Falei com minha esposa, que chorava enquanto ouvia. Disse que o futuro dos filhos também era importante, os mais velhos estavam já grandes e ajudariam na roça. Era o único jeito. Então arrumou minhas coisas e preparamos as crianças. Fui sem olhar para traz, e sem pensar muito no que ficava, via em minha frente só a fortuna que eu poderia alcançar.

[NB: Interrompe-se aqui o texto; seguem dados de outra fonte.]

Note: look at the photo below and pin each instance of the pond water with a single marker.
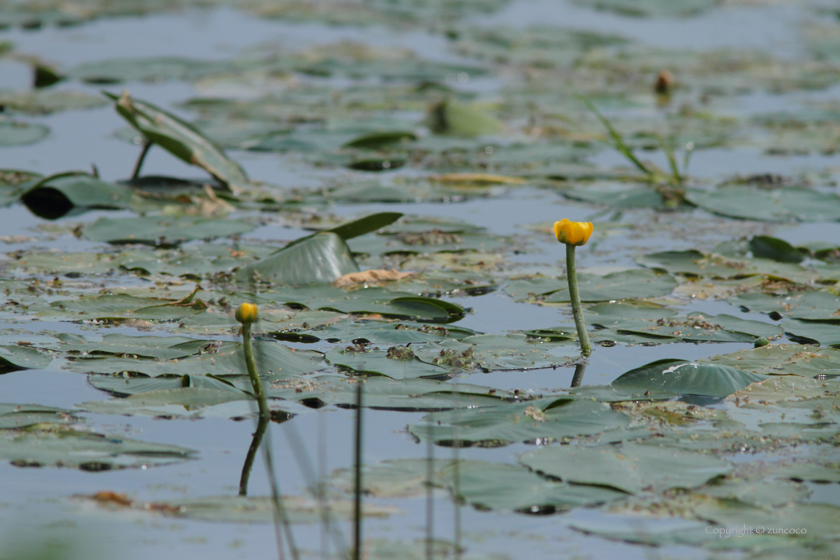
(121, 436)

                Quando chegamos ao garimpo tivemos muito trabalho, ganhamos e perdemos muitas vezes. O tempo parece que girava diferente, sempre que podia mandava a ajuda para casa. O tempo de três anos passou, e vi que não tinha mais o que fazer ali, consegui muita coisa e muita coisa tinha encaminhado. O ouro já não mais brotava, e quanto menos ouro encontrava, mais garimpeiro chegava, era uma conta que nuca fechava. E resolvi voltar.

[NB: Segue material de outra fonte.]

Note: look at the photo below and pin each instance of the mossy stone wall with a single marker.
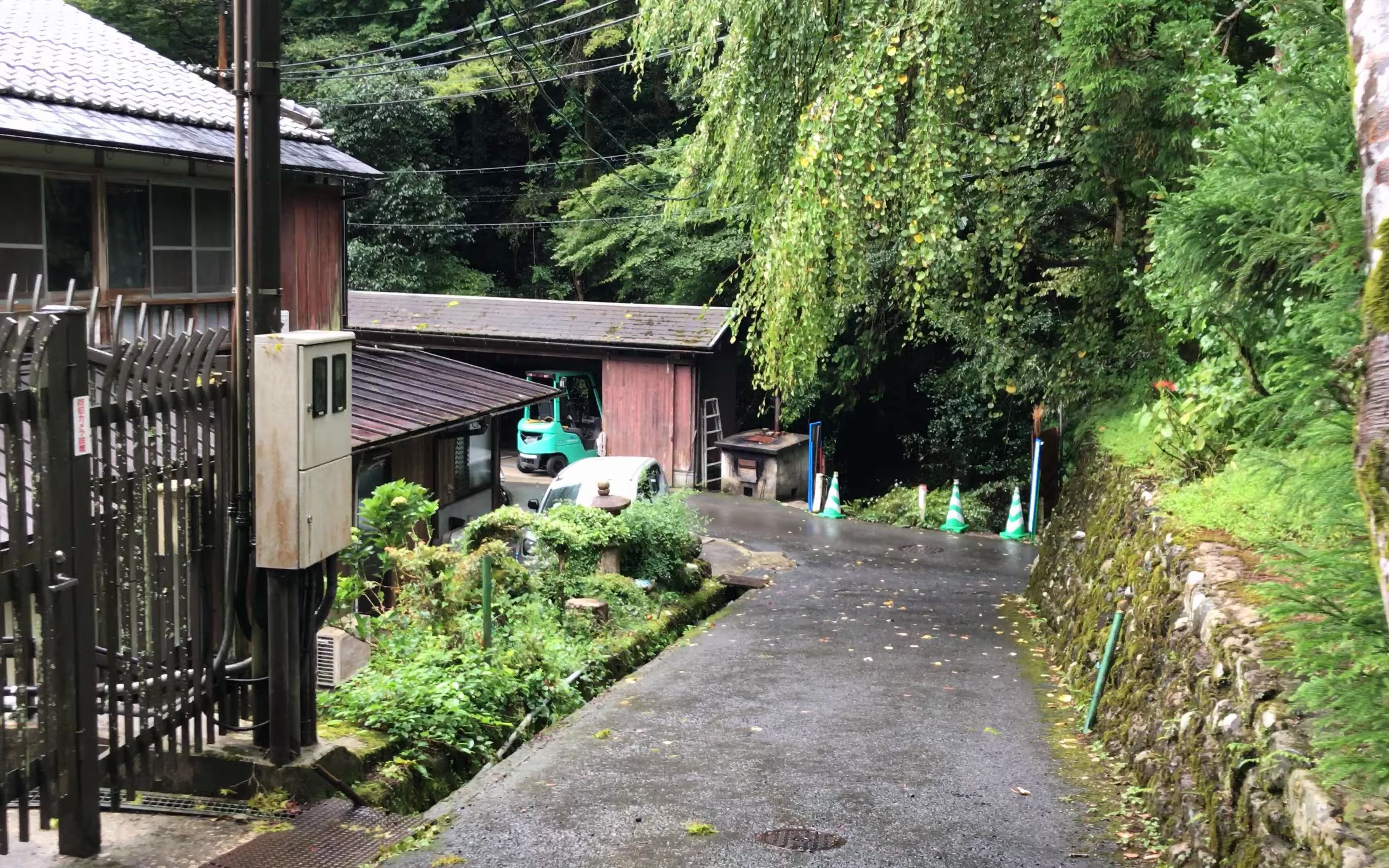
(1190, 706)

                Reencontrei a família, estavam bem melhor. Não nego que chorei quando tive que apertar os olhos e as lembranças para reconhecê-los, o tempo passara e eles cresceram mais do que eu poderia ou queria acreditar. Mas valeu apena, agora poderíamos todos ter um futuro um pouco melhor. Não teria uma vida de rei, só que agora a vida seria melhor. E, assim foi por um bom tempo.
                Contudo, sempre se quer mais, não fui mais para o garimpo. Investi e me dediquei a muitas oportunidades que fizeram enricar mais, via mais e mais. Só que aquela conta que nunca fecha via minha família menos e menos. Até que um susto na outra parte da conta me fez ir para o hospital, com um agravo que o ouro não ajudava a recuperar, notei que a saúde também foi dada como pagamento pela fortuna, e agora não a saúde estava falida. Foi nesse momento que eu entendi aquela frase de meu compadre e amigo:
                - O garimpeiro bem sucedido não é aquele que consegue muito ouro. Mas sim que consegue desfrutar de todo ouro que peneira.
                Aí enxerguei a minha filha mais moça com um vestido amarelo, e notei a pepita diante de meus olhos. Notei um a um de meus filhos entrando no quarto do hospital. E ao virar para o lado vi a minha flor de maio que também eu garimpei. Só então entendi que o ouro que mais valia era a minha família. E desfrutar não é perder, é estar perto e como um ouro bruto, transformá-lo em uma joia e o que torna ainda mais preciosa, e por isso é única e insubstituível.